In [None]:
# This Python 3 environment comes with many helpful analytics libraries installed
# It is defined by the kaggle/python Docker image: https://github.com/kaggle/docker-python
# For example, here's several helpful packages to load

import numpy as np # linear algebra
import pandas as pd # data processing, CSV file I/O (e.g. pd.read_csv)

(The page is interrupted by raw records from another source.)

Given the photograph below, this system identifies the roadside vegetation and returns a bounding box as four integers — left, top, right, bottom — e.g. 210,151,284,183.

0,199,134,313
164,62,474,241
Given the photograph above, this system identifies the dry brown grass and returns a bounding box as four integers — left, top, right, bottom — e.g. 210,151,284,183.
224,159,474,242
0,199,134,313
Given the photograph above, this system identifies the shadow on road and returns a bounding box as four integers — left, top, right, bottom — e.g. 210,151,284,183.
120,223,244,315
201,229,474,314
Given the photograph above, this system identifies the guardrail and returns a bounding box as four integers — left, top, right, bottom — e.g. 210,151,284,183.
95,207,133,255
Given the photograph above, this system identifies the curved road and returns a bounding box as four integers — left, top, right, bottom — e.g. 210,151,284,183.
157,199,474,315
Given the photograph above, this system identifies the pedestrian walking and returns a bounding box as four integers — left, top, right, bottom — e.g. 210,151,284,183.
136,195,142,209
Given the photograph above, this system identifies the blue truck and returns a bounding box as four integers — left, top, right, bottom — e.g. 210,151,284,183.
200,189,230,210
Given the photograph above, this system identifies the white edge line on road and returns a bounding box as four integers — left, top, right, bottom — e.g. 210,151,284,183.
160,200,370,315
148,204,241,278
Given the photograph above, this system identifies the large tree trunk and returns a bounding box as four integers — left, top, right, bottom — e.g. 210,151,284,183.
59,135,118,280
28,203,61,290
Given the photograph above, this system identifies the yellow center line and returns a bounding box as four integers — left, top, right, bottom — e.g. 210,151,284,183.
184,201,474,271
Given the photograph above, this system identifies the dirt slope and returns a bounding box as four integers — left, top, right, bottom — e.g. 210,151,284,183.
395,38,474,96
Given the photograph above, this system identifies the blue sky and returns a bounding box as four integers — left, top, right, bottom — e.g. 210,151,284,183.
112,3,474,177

# Input data files are available in the read-only "../input/" directory
# For example, running this (by clicking run or pressing Shift+Enter) will list all files under the input directory

import os
for dirname, _, filenames in os.walk('/kaggle/input'):
    for filename in filenames:
        print(os.path.join(dirname, filename))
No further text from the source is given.